BR24 (previously BR24 Rundschau; until June 30, 2021: Rundschau) is a television news program produced and airing on BR Fernsehen. It started airing on October 1, 1979. Originally intended as a regional-oriented program, BR24 Rundschau later include reports from around Germany which also appeal to viewers in other states. BR24 reports updates from Bavaria, Germany and the world.

== History ==
On 25 July 1988, ARD's top rating news program, Tagesschau, produced by Norddeutscher Rundfunk in Hamburg, was to be cancelled due to a warning strike organized by the broadcasting union RFFU. This would have been the first time in the history of the ARD that the Tagesschau was not broadcast.

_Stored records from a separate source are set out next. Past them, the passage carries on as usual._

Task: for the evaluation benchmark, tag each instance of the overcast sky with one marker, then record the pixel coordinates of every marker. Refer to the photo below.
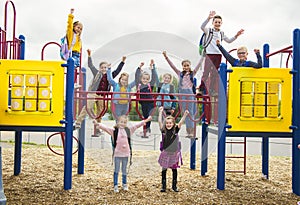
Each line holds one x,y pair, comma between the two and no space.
264,21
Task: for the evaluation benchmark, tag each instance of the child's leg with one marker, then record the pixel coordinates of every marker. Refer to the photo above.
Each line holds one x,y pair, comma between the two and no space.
117,169
124,171
146,110
174,182
163,180
100,108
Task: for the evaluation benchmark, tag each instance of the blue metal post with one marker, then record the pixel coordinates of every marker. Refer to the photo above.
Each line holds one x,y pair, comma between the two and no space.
296,114
193,140
193,150
266,61
265,139
222,111
69,125
22,47
81,145
18,152
204,148
265,156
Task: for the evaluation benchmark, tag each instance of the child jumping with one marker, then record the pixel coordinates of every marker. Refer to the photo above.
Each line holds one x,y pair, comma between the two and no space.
166,87
242,53
122,147
186,87
213,54
73,37
170,148
121,106
144,84
98,84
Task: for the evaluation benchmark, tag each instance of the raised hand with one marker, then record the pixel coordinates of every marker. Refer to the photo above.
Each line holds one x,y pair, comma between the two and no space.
89,52
165,54
211,14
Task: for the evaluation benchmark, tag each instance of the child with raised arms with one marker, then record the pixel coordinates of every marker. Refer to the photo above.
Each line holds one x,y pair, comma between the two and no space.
121,134
170,155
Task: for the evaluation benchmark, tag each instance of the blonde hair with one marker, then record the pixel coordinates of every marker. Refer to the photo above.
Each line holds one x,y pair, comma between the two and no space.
186,61
145,73
243,48
169,118
125,117
168,74
103,62
124,75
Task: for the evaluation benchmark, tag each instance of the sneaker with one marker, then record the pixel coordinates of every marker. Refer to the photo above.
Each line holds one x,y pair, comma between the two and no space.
125,187
77,125
116,189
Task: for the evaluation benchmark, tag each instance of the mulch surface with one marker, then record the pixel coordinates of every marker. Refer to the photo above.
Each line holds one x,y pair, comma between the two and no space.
42,174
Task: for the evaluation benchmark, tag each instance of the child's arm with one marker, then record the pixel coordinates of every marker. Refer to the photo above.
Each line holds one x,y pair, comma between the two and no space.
110,77
170,63
183,119
160,120
136,126
228,57
210,16
105,128
90,63
230,40
173,98
154,75
70,28
259,60
138,74
119,68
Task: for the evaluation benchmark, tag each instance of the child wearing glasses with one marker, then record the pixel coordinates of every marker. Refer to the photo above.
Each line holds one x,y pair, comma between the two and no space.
242,54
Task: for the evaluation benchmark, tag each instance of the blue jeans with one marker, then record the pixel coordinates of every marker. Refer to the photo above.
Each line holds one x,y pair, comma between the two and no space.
190,106
118,161
120,109
76,58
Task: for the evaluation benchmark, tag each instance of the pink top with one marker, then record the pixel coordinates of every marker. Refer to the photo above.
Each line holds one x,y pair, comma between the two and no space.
122,149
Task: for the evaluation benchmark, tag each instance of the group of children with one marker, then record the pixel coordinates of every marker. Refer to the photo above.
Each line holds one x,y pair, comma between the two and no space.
103,80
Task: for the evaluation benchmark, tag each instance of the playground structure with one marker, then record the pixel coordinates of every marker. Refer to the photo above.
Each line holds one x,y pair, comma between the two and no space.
277,114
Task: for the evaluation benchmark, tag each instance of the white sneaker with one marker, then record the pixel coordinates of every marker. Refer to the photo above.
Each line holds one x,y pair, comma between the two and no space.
116,189
125,187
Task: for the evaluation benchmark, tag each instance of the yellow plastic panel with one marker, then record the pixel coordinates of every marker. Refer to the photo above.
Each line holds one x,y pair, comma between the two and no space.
247,99
246,111
273,87
48,115
44,93
266,118
17,80
44,80
272,99
259,99
272,111
30,105
259,111
17,104
31,80
247,87
259,86
17,92
44,105
30,92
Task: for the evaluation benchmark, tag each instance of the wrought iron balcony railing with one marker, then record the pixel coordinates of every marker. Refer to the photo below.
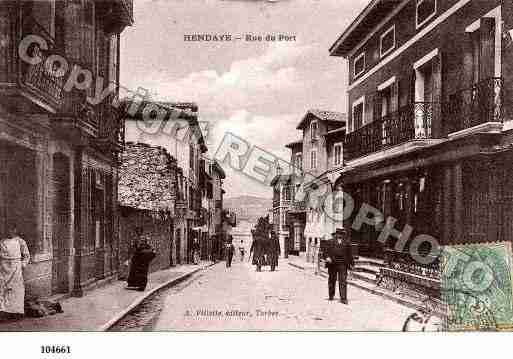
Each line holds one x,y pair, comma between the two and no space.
411,122
470,107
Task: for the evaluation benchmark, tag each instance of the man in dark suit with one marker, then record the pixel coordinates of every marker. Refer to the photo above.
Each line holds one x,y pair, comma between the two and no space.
258,250
273,251
339,259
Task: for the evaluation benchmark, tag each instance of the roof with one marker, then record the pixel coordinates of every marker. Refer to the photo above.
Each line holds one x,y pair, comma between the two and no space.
295,143
363,24
323,115
174,111
282,179
340,130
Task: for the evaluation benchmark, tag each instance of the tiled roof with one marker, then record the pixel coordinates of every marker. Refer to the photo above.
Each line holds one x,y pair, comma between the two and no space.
328,115
292,144
336,131
322,115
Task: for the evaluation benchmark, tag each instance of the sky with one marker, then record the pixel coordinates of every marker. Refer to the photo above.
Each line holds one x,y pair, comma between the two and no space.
257,90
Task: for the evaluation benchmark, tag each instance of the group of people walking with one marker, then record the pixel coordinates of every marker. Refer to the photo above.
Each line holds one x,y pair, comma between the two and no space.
265,250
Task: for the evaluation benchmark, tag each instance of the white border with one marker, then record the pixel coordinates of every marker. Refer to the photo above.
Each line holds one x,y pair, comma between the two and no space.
417,25
354,65
381,53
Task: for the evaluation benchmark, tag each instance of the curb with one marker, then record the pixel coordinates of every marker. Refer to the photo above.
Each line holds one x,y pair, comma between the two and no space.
381,294
139,300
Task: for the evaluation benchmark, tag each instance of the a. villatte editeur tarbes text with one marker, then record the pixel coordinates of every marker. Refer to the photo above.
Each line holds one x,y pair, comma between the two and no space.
231,313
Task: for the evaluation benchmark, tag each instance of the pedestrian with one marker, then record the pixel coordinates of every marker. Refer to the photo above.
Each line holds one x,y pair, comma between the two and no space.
139,265
258,251
339,259
242,251
273,251
229,252
196,250
14,256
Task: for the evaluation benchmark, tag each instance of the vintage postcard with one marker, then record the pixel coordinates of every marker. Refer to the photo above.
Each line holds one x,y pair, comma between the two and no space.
256,165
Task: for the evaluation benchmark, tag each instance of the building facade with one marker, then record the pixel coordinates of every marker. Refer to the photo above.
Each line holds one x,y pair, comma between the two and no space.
429,127
299,197
175,127
59,151
147,194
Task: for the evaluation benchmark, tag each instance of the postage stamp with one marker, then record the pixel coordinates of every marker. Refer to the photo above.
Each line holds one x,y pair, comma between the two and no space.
476,286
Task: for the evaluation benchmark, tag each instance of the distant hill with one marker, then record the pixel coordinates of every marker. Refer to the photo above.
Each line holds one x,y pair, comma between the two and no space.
248,208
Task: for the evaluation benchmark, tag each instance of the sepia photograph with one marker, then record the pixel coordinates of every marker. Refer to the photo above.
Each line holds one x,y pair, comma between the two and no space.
255,166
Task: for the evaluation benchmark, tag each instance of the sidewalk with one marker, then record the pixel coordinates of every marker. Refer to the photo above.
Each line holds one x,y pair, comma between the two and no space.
100,307
302,264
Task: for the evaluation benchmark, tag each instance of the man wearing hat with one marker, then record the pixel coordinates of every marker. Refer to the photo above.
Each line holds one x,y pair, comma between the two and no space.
338,259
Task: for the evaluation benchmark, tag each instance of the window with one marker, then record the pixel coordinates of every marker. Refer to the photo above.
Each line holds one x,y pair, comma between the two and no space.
287,193
43,13
113,59
299,161
387,41
337,154
426,9
191,157
358,117
359,64
313,159
313,130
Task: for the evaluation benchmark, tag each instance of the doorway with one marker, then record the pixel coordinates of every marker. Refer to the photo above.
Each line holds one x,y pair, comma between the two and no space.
61,224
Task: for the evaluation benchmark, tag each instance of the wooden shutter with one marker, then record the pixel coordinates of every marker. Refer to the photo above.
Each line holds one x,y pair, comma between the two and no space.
487,55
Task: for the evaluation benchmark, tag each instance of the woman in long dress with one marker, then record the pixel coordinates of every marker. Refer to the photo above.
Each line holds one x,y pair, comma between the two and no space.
14,256
139,266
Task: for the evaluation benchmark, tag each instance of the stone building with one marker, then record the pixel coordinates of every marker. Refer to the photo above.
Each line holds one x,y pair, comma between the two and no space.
59,150
147,191
175,127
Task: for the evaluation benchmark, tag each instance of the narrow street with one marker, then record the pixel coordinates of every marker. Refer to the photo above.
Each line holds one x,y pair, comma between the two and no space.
239,298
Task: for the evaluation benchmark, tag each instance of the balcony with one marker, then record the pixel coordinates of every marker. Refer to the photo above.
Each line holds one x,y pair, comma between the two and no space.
411,122
480,104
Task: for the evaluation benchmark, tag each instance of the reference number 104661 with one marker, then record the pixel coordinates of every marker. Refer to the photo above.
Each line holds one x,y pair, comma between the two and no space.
55,349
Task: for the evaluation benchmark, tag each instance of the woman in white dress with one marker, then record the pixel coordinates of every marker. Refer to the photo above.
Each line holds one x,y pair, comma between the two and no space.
14,256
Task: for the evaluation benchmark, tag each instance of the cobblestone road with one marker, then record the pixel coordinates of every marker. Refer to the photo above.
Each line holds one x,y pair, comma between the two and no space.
239,298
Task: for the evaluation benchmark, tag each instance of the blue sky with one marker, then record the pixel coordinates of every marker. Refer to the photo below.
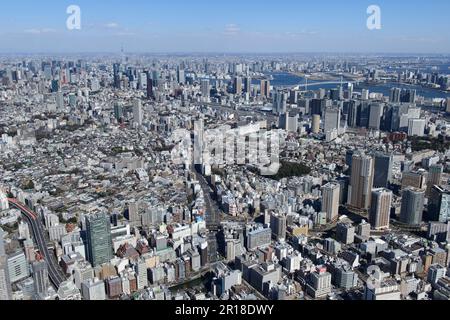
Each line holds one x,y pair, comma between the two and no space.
408,26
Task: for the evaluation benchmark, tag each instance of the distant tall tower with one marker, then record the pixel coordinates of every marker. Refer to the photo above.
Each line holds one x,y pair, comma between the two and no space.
265,88
238,85
205,89
137,112
40,277
434,177
330,200
412,206
248,85
149,86
380,208
116,74
99,243
315,128
361,181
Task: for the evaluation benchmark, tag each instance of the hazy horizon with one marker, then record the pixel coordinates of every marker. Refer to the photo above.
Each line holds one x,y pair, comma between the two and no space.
287,26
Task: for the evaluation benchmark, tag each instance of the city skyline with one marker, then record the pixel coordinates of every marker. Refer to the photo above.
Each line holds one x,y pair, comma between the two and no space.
232,27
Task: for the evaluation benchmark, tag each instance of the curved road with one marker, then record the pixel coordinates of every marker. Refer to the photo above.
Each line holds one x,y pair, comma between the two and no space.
54,272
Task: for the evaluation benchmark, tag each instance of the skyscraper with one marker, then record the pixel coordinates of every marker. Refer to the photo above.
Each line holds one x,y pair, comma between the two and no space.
181,75
116,74
380,208
394,96
439,204
149,86
376,112
237,85
98,236
265,88
205,88
137,112
118,111
330,200
383,170
412,206
280,102
315,127
248,85
40,277
332,119
361,181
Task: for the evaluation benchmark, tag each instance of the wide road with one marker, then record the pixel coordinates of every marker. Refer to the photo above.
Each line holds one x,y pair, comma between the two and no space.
55,274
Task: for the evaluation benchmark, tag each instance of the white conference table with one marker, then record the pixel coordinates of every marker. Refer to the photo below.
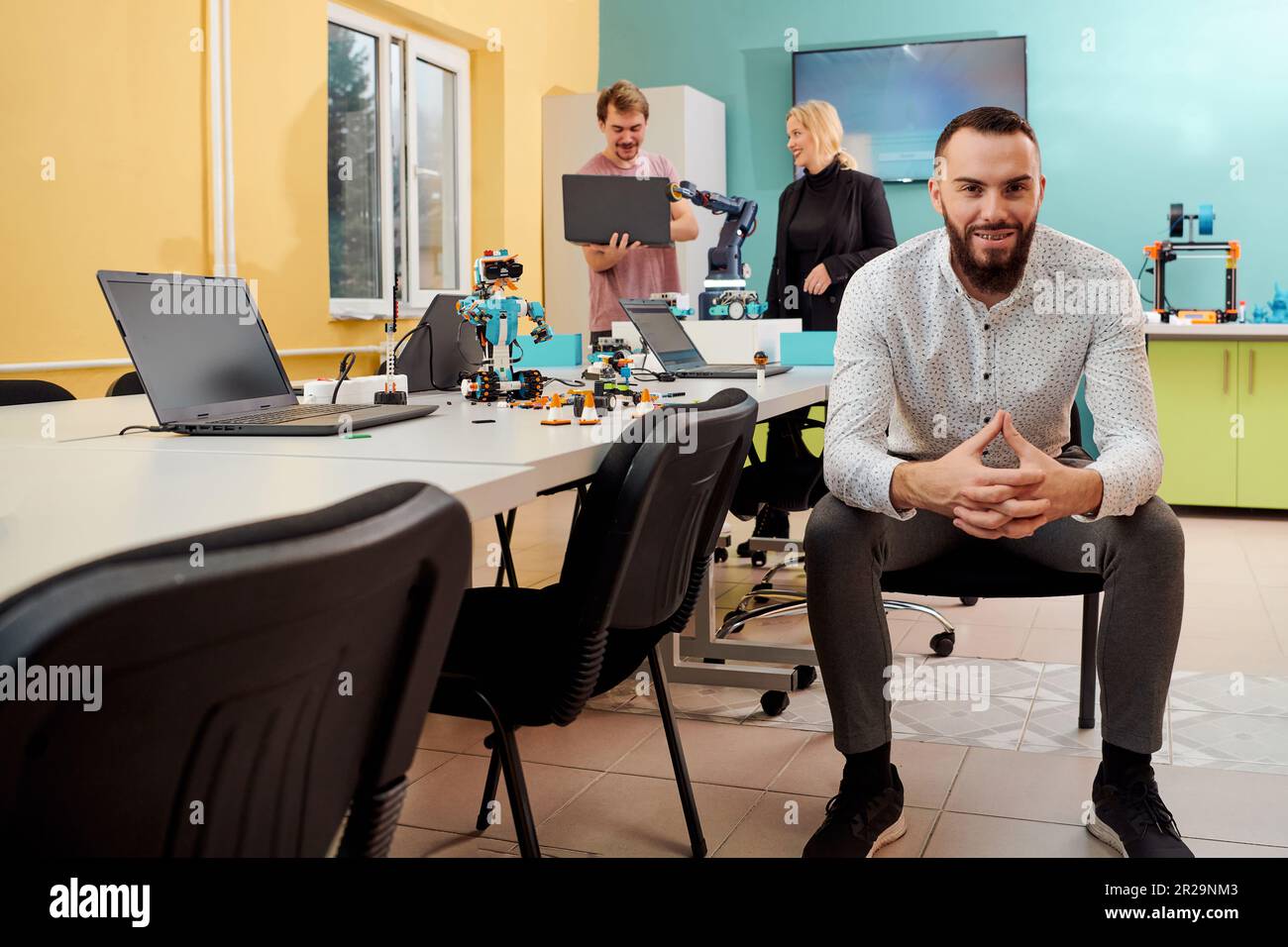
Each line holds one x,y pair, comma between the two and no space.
62,506
98,492
507,436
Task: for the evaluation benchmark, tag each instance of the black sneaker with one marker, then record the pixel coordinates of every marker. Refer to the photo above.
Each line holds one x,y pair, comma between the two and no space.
1133,821
858,827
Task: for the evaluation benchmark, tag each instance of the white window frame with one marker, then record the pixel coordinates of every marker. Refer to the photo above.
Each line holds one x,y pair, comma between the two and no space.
452,59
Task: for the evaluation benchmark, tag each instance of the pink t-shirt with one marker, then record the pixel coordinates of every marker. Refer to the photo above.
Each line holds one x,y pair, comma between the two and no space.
643,270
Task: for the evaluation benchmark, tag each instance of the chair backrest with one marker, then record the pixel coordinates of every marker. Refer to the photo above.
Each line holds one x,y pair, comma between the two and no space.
129,382
656,504
252,685
434,357
31,392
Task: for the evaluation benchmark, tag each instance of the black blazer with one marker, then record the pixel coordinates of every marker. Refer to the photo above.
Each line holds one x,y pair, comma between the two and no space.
862,231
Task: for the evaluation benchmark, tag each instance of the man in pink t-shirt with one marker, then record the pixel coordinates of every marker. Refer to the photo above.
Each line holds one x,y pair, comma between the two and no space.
623,269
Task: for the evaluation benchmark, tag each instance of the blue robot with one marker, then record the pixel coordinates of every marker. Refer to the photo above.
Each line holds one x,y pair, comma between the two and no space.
496,321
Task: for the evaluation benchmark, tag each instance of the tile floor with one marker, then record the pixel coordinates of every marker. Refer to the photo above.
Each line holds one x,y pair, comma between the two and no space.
1009,779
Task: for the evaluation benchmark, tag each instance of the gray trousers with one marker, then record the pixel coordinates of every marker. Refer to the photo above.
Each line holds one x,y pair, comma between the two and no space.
1141,558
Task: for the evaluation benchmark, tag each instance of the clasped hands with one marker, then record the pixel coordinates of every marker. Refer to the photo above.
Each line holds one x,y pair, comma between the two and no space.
996,502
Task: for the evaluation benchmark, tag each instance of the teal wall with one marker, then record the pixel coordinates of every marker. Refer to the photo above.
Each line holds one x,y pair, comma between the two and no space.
1171,93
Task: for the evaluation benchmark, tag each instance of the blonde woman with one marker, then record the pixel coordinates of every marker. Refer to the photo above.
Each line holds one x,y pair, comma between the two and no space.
831,221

It helped out for Tagesschau as a substitute program and in this way was broadcast nationwide.

For decades, the main edition of the Rundschau was broadcast at 6:45pm on BR Fernsehen; however, as part of a major programming overhaul, from 11 April 2016 it was extended from 15 to 30 minutes and moved to start at 6:30pm. As part of this revamp, Rundschau also received a new format, a new studio and a new on-air design. From 7 August 2017, BR put another new studio in operation, with a green screen and robotic cameras; the design of the Rundschau remained unchanged.